U.S. Congress passes legislation requiring report on N.K. political prison camps

The U.S. Congress has passed legislation that requires the government to submit a report on North Korea’s political prison camps amid mounting international pressure on Pyongyang over its human rights violations, sources said Friday.
The bill, H.R.4681, passed through the House of Representatives and the Senate on Tuesday and Wednesday, respectively, the sources said. It was believed to be the first time that Congress has requested a report on the North’s prison camps.
The move came as international pressure has been mounting on North Korea to improve its human rights record, with a U.N. General Assembly committee passing a landmark resolution last month that calls for referring the issue to the International Criminal Court.
When the bill was first initiated in the House by Mike Rogers (R-MI), it did not require reporting on the North’s prison camps. But the section was included in the Senate version of the bill submitted by Dianne Feinstein (D-CA) and was later added to the final legislation, the sources said.

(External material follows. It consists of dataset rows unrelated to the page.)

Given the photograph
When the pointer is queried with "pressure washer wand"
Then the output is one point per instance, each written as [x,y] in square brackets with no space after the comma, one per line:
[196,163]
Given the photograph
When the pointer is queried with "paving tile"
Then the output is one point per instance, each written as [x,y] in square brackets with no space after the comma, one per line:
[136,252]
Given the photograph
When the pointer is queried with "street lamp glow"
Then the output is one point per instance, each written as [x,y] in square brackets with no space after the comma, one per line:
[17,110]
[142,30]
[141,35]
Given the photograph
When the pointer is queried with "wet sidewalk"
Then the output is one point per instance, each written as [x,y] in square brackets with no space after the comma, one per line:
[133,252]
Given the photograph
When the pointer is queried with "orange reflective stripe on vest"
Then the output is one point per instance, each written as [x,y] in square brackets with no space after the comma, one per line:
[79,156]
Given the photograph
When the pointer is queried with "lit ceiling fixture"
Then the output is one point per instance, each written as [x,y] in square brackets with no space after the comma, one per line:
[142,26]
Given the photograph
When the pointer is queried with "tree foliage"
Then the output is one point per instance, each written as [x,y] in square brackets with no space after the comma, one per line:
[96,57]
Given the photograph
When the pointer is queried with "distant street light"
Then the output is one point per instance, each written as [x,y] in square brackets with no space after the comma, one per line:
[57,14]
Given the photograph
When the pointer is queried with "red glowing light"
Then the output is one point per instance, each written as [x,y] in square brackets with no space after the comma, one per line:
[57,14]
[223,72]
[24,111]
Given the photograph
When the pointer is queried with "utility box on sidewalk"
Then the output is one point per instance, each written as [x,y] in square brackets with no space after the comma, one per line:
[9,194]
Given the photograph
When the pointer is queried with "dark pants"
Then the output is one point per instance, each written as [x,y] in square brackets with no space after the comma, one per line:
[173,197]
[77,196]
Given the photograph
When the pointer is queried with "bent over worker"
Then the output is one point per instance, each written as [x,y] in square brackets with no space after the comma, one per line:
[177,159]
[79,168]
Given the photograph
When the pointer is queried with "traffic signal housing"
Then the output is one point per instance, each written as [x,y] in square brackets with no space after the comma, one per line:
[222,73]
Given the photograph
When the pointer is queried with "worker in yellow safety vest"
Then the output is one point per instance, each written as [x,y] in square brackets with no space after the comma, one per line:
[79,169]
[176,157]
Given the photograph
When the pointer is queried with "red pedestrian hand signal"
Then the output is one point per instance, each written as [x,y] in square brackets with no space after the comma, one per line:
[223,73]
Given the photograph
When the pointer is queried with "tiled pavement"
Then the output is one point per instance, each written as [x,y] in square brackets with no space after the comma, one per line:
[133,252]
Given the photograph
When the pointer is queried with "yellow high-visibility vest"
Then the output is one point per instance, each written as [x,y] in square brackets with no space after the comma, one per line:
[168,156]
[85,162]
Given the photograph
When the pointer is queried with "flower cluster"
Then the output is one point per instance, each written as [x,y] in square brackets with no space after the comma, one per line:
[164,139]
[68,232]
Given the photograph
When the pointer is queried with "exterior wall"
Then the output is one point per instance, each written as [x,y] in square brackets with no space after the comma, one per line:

The legislation calls for the government to submit a report on the North’s prison camps to the intelligence committees of the House and the Senate, and to the Senate Foreign Relations Committee and the House Foreign Affairs Committee.
The report should describe the actions the United States is taking to support implementation of the recommendations of the U.N. Commission of Inquiry on the North’s human rights, including the eventual establishment of a tribunal to hold individuals accountable for abuses, the legislation said.
It should also include the estimated prisoner population of each such camp, its geographical coordinates, the reasons for confining the prisoners at each camp, a description of the primary industries and products made at each such camp, and the end users of any goods produced at each camp.
The legislation also calls for information identifying individuals and agencies responsible for conditions in each political prison camp at all levels of the North’s government, a de0scription of the conditions under which prisoners are confined, with respect to the adequacy of food, shelter, medical care, working conditions, reports of ill-treatment of prisoners, and unclassified imagery, including satellite imagery, of each such camp.
North Korea has long been labeled as one of the worst human rights violators in the world. The communist regime does not tolerate dissent, holds hundreds of thousands of people in political prison camps and keeps tight control over outside information.
But Pyongyang has bristled at such criticism, calling it a U.S.-led attempt to topple its regime.